28th October - 4th November 2000


I took a bush taxi to Basse Santa Su, a trip that only took a few hours; I arrived at lunchtime. Basse is the easternmost town in The Gambia located on the southern banks of the river. Today was Thursday, market day. The town was very lively and busy, a stark contrast to the laid back atmosphere of Georgetown. After checking into the Jem Hotel near the edge of town I went off to the bank to change some money. I was finding this country far more expensive than I planned; I had already spent my budget of £100 for the week in five days. I made my trip to the bank just in time. The town receives its electricity on a rotor system and the power was due to go off at two that afternoon and with it the commercial life of the town. Tonight was also to be a 'lights out' night; the town only receives power for about four evenings a week.

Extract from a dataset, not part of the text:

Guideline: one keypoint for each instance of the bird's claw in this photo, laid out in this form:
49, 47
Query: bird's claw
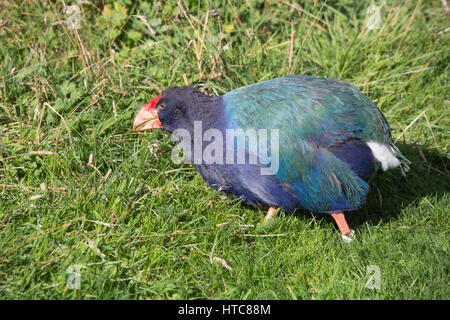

Late in the afternoon, once the heat of the day had subsided, I went for a stroll around town. I stopped at the bush taxi station to make some inquiries as to taxis making the trip across the Senegal border to Velingara. I planned to go to Tambacounda in the east of Senegal on Friday, which would then give me two days to get to Bamako for Sunday evening to meet up with Joanna. As I walked around town I was not bothered or pestered by anyone, it was as if no one could see me; the crowds of people went about their business oblivious to my presence. It lent the town a relaxed feeling despite the frenetic activity of market day. I ended up down by the river at a craft centre housed in an old warehouse called Traditions. The place was quiet and I went upstairs to sit on the balcony with a pot of tea to watch life go by on the river. The owner, as well as running the craft workshops, was also a keen bird watcher. While I sipped my tea she pointed out the rather rare Egyptian plover, also know as the crocodile bird, as they flew up and down the river. On the river the many small boats crisscrossed from bank to bank laden down with passengers, bicycles and mopeds.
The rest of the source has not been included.